COMMUNIQUE DE PRESSE

Genova le 10 février 2026

La longue lutte des « ports pour la paix »

Le vendredi 6 février 2026, les travailleurs de nombreux ports européens (vingt-et-un), dont onze italiens, ont protesté contre les politiques de réarmement et répété que « les dockers et les portuaires ne travaillent pas pour la guerre ». 

Quatre navires ont été contraint de modifier leurs itinéraires : 

Le « ZIM Virginia », le « ZIM New Zealand », « ZIM Australia » et « MSC Eagle III » `

Ces cargos sont respectivement restés au large des ports de Livourne, Gênes, Venise et Ravenne, confirmant ainsi indirectement – comme l’ont souligné à plusieurs reprises Weapon Watch et les militants de la société civile – qu’ils font partie de la chaîne logistique la plus structurée complice des graves violations des droits de l’Homme, particulièrement les crimes contre l’humanité dans les territoires occupés et le génocide à Gaza. 

Le « ZIM Virginia » opère en effet sur la route à haute valeur militaire entre les États-Unis et Israël, le « ZIM New Zealand » a fait escale successivement à Marseille, Gênes, Salerne et Ashdod et a déjà été signalé pour ses cargaisons d’armes et de munitions. Le « ZIM Australia » opérait jusqu’à présent sur la ligne Constanta-Le Pirée-Ashod, mais a récemment été affecté sur la route reliant le nord de l’Adriatique à Israël, tout comme « MSC Eagle III » qui couvre Koper-Trieste-Venise-Ashdod.

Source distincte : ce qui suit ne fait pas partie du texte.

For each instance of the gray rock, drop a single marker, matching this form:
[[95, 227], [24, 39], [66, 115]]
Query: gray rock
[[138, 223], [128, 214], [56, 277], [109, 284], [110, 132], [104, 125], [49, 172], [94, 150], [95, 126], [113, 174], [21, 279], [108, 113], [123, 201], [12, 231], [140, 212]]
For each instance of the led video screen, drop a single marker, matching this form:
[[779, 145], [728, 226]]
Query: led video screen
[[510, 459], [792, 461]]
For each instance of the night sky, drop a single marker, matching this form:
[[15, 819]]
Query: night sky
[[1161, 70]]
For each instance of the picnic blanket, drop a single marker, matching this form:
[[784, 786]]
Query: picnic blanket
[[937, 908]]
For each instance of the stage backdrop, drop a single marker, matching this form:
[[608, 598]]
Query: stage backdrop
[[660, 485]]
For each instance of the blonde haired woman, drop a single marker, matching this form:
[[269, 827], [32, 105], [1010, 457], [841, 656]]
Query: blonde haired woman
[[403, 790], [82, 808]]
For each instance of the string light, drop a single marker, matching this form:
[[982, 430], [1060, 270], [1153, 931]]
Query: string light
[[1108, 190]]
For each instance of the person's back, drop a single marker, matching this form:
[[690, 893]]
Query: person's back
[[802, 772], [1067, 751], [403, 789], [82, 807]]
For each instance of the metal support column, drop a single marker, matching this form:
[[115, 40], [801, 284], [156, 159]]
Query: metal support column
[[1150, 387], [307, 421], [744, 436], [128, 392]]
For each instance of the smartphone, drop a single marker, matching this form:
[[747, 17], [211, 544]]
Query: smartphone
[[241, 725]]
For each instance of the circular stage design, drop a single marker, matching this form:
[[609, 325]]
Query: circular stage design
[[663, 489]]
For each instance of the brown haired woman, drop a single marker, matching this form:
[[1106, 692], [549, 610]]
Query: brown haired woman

Le même jour une proposition de résolution a été présentée au conseil municipal de Gênes – dont la première signataire est Francesca Ghio (Alleanza Verdi e Sinistra) – visant à créer un « observatoire permanent du conseil pour la transparence, la durabilité éthique et la sécurité des travailleurs du port de Gênes ». Il s’agit d’un premier pas vers une coopération entre les institutions et les travailleurs du port afin de réaliser le projet de « Gênes, port de paix ». Titre que les associations, les syndicats, les groupes de jeunes et les groupes religieux ont depuis longtemps adoptée. 

Cette proposition va suivre un processus propre la ville de Genova, et elle se fera sous la vigilance et la mobilisation de la société civile, particulièrement celle des dockers et portuaires.

D’autres villes portuaires italiennes accordent beaucoup d’attention à la proposition génoise, notamment Ravenne, Livourne et Bari, où d’autres initiatives similaires, destinées en particulier aux autorités, verront le jour dans les prochaines semaines.

Nous rappelons que tous les pays de l’Union européenne, dont l’Italie et la France, sont parties au Traité sur le commerce des armes des Nations Unies qui les obligent à interdire tout transferts d’armes – Exportation, importation, transit, transbordement, courtage – en direction d’Israël comme précisé dans son article 6.